Friday 18 June 2010

Mesozoic marine reptiles were warm blooded

Perspectives Paleontology:

Warm-Blooded "Sea Dragons"?

Ryosuke Motani
When dinosaurs roamed the land in the Mesozoic (251 to 65 million years ago), the top predators in the ocean were reptiles (1, 2). Three lineages of Mesozoic marine reptiles (plesiosaurs, ichthyosaurs, and mosasaurs) were especially successful (2) (see the first figure). They were similar to current marine mammals in many respects. They fed on fish, cephalopods, bivalves, and other air-breathing vertebrates (1). Ichthyosaurs evolved dolphin-like body plans. Plesiosaurs became underwater fliers, vaguely resembling sea lions (2, 3).
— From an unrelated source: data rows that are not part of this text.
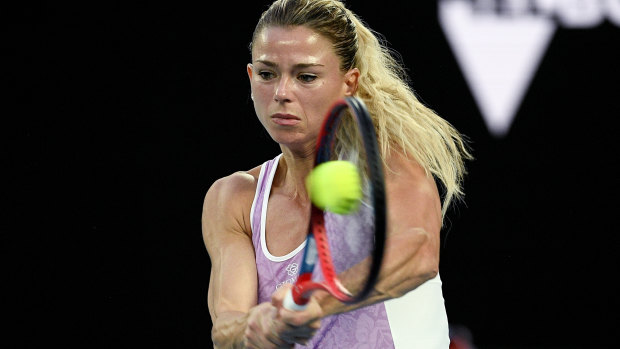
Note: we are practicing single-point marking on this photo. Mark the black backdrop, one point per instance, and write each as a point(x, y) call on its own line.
point(123, 115)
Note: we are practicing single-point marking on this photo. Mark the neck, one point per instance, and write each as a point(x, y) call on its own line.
point(293, 169)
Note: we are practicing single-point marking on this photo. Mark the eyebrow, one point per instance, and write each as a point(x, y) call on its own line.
point(298, 65)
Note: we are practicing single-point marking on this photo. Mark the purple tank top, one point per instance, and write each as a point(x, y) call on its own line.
point(366, 327)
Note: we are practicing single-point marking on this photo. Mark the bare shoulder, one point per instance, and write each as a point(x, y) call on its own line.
point(401, 167)
point(227, 205)
point(412, 194)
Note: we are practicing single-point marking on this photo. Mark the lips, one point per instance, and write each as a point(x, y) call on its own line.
point(285, 119)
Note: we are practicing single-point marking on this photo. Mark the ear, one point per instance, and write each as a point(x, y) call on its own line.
point(350, 80)
point(250, 69)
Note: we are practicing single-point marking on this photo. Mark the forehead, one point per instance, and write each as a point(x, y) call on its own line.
point(297, 43)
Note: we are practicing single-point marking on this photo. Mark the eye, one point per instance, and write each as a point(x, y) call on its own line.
point(306, 77)
point(266, 75)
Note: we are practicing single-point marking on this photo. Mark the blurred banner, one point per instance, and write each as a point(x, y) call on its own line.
point(499, 45)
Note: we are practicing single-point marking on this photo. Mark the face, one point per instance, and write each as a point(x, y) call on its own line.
point(295, 77)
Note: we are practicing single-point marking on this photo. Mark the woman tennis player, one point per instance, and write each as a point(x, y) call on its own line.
point(306, 55)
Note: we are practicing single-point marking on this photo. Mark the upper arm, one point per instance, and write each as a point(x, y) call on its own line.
point(226, 234)
point(414, 215)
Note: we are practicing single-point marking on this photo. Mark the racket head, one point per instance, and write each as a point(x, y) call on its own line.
point(348, 247)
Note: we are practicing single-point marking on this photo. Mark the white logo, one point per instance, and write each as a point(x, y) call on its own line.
point(291, 269)
point(499, 44)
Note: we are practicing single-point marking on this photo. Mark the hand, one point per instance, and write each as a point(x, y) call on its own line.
point(297, 326)
point(264, 329)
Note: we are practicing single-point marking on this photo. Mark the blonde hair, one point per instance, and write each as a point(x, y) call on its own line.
point(402, 122)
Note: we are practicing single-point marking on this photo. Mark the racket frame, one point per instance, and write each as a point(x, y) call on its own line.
point(317, 246)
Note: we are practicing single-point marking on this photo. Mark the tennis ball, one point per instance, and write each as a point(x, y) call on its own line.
point(335, 186)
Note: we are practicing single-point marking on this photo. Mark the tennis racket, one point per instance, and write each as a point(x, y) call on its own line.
point(348, 248)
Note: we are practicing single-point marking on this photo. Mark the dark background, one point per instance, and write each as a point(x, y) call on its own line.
point(121, 116)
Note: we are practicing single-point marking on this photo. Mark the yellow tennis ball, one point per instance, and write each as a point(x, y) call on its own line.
point(335, 186)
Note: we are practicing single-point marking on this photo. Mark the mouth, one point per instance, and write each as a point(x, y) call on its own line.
point(285, 119)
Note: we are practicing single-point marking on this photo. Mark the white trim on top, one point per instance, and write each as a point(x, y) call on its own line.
point(263, 240)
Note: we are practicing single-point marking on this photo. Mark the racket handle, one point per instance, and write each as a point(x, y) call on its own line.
point(290, 304)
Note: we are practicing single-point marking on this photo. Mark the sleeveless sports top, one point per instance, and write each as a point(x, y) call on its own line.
point(416, 320)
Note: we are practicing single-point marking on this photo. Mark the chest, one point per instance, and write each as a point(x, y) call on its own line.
point(286, 224)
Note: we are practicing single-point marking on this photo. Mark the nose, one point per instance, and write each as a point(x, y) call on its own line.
point(282, 92)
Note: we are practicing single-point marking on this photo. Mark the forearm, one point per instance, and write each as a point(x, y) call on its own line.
point(229, 330)
point(409, 262)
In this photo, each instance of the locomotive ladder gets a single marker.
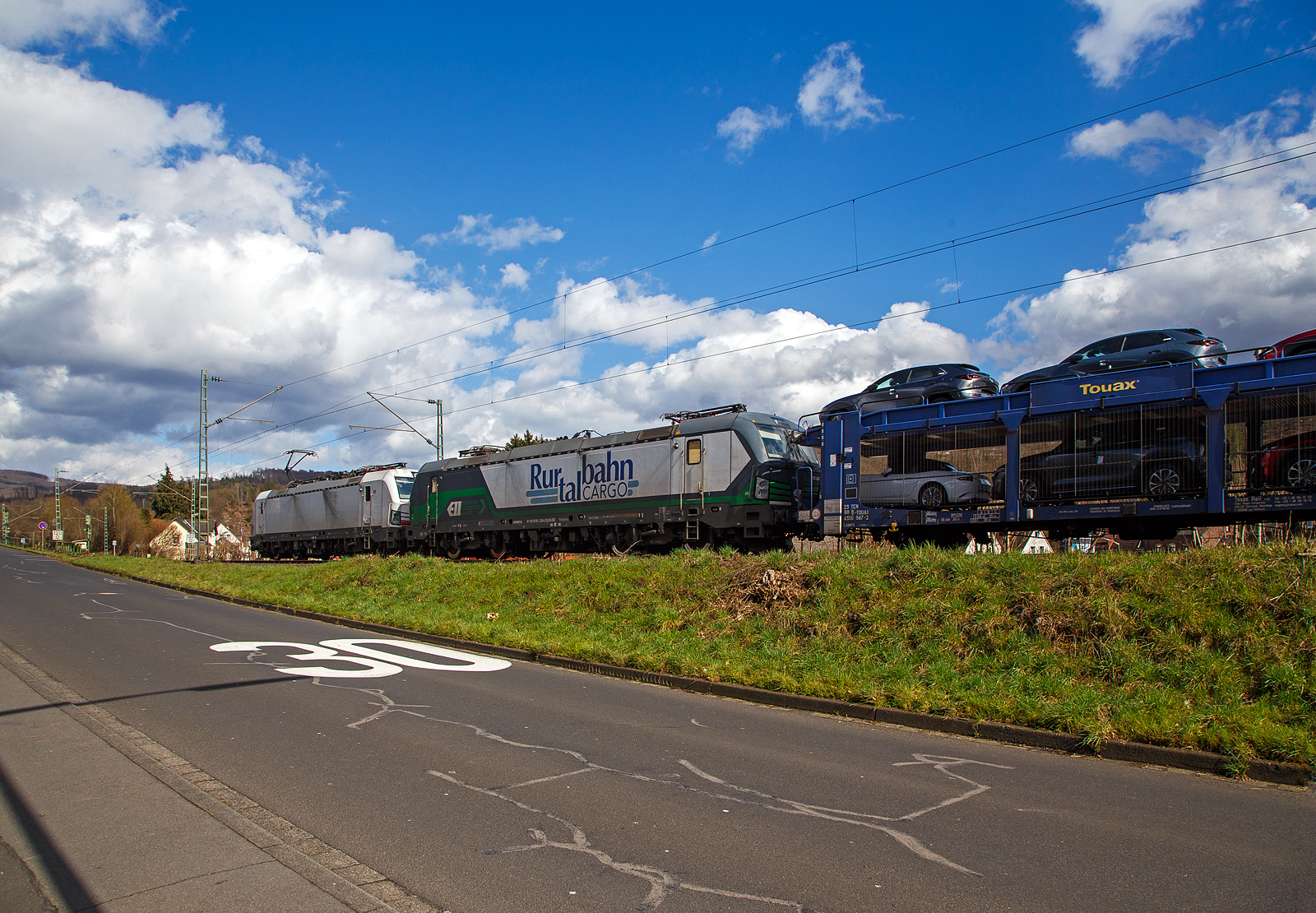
(691, 521)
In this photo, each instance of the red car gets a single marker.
(1303, 344)
(1286, 463)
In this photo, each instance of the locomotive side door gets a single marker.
(694, 467)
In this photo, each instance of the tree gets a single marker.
(127, 525)
(173, 496)
(524, 440)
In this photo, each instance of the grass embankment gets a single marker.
(1207, 649)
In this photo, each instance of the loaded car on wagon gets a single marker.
(1300, 344)
(927, 383)
(1132, 350)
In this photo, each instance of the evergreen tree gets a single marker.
(173, 496)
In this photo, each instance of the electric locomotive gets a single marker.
(717, 476)
(344, 513)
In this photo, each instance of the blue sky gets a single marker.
(273, 191)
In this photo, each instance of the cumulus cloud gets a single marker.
(24, 22)
(832, 94)
(785, 361)
(1248, 295)
(515, 276)
(140, 243)
(745, 127)
(1127, 29)
(1145, 141)
(480, 230)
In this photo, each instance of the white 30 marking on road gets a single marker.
(374, 663)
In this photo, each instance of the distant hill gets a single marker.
(16, 484)
(24, 485)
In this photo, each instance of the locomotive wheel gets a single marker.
(1300, 474)
(932, 496)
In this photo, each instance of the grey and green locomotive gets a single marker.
(721, 476)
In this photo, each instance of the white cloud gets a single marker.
(832, 94)
(482, 232)
(140, 243)
(745, 127)
(1145, 140)
(785, 361)
(515, 276)
(1127, 29)
(1249, 295)
(25, 22)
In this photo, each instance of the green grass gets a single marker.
(1207, 649)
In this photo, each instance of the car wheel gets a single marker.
(1300, 474)
(1028, 489)
(932, 496)
(1165, 482)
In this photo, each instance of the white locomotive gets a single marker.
(344, 513)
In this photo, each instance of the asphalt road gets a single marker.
(533, 788)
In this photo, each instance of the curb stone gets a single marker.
(1138, 753)
(335, 873)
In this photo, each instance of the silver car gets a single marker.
(936, 485)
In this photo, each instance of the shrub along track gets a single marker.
(1207, 650)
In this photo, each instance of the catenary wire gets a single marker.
(1177, 184)
(827, 208)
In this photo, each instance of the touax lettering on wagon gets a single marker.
(611, 478)
(1092, 390)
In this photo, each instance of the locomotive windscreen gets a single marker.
(778, 447)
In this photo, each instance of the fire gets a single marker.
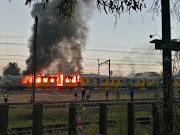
(67, 80)
(60, 80)
(38, 80)
(45, 80)
(74, 79)
(52, 80)
(56, 80)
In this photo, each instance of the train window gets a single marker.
(150, 81)
(83, 80)
(134, 81)
(140, 81)
(90, 81)
(103, 81)
(115, 81)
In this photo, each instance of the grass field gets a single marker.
(26, 96)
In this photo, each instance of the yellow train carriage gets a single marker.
(153, 83)
(137, 82)
(114, 82)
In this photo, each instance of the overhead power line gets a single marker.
(93, 49)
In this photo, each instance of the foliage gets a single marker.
(11, 69)
(64, 9)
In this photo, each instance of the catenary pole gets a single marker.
(34, 55)
(167, 69)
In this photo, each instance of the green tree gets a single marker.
(11, 69)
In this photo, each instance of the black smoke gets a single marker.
(59, 43)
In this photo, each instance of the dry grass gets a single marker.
(53, 96)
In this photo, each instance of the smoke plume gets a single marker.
(59, 44)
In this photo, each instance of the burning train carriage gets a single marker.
(70, 82)
(53, 81)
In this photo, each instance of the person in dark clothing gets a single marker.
(5, 97)
(107, 93)
(83, 94)
(132, 94)
(76, 95)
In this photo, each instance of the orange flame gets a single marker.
(52, 80)
(74, 79)
(67, 80)
(60, 80)
(45, 80)
(38, 80)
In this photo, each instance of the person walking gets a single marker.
(107, 93)
(83, 94)
(132, 94)
(5, 97)
(76, 95)
(87, 94)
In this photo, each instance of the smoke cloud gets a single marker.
(59, 44)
It now appears that similarities to today's marine mammals extended further: On page 1379 of this issue, Bernard et al. (4) report that some ancient reptiles may have been able to sustain a constant body temperature (i.e., homeothermy).
Department of Geology, University of California, Davis, CA 95616, USA.
Source: Science 11 June 2010:
Vol. 328. no. 5984, pp. 1361 - 1362
DOI: 10.1126/science.1191409

Unfortunately I can’t publish the rest of the article as this is the only free bit. I have however read it and it is interesting in that it means if it is true  such creatures could survive in colder waters.